Isaacson’s head snapped around and he felt the blood leave his face. Dammit.
“General Norton, I’m glad you’re here. Actually, I think you can help me find something.” He waved the general over, wondering if his act was convincing.
Norton didn’t move. “I know why you’re here, Eamon.”
Isaacson raised an eyebrow. “You do?”
“I’m not stupid, Eamon. I may not be a politician, but I know how you people operate. You’re looking for dirt on Avery. I know. Don’t deny it.”
“Of course I deny it! How could you suggest such a thing?”
Norton smirked. “Of course. Then, might I ask, what are you doing here? In my offices, going through my files, uninvited?”
For once, words failed him. “I….”
“Exactly. Let me help you out then, Mr. Vice President. You’re looking in the wrong place.”
Interesting. Was the General wanting Avery out as well? “Oh?”
“I’m sure by now you’ve heard of Sparks’s death?”
Congresswoman Sparks. The accident involving the president’s escort ship. “Yes. That was unfortunate. She was a friend. You’re sure it was Swarm sabotage?

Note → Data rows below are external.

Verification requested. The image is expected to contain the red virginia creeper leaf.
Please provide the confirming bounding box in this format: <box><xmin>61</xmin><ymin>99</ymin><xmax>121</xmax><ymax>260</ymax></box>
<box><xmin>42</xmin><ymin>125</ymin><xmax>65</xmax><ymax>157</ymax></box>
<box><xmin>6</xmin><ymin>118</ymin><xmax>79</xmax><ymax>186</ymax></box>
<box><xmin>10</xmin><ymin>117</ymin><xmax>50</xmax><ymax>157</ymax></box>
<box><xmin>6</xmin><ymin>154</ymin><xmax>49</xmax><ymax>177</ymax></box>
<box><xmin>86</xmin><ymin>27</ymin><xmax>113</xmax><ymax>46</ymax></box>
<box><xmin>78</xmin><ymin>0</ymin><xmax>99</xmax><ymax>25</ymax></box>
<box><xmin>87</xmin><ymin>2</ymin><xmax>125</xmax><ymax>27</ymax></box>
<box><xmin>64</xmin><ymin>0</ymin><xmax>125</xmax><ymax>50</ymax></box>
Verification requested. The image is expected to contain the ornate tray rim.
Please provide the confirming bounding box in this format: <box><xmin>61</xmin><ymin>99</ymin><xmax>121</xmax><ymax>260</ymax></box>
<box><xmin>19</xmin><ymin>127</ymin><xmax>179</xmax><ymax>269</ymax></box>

Has their reach really extended that far?”
“Farther,” said Norton. “But in this case, no. Congresswoman Sparks didn’t die in a Swarm sabotage event. That did happen—fifty good soldiers lost their lives on board the Recto—but that’s not how she died.” General Norton took a few steps toward him and took a seat nearby. “She died when President Avery put a gun to her head and pulled the trigger. Murdered her in cold blood.”
Isaacson couldn’t believe it. He didn’t want to believe it. He knew she was ruthless, tough as nails, and would do anything she thought was necessary to save Earth. But murder?
And yet it was aligning with the recent picture Volodin had painted. “Why?”
“Why? She thought Sparks was plotting to kill her. Hell, you should know all about that.” Norton smiled at him—his tone made it sound like he knew a lot more about Isaacson than he thought. He’d been careful, dammit. And now the chairman of the joint chiefs was alluding to possible treason on Isaacson’s part. What did the man want?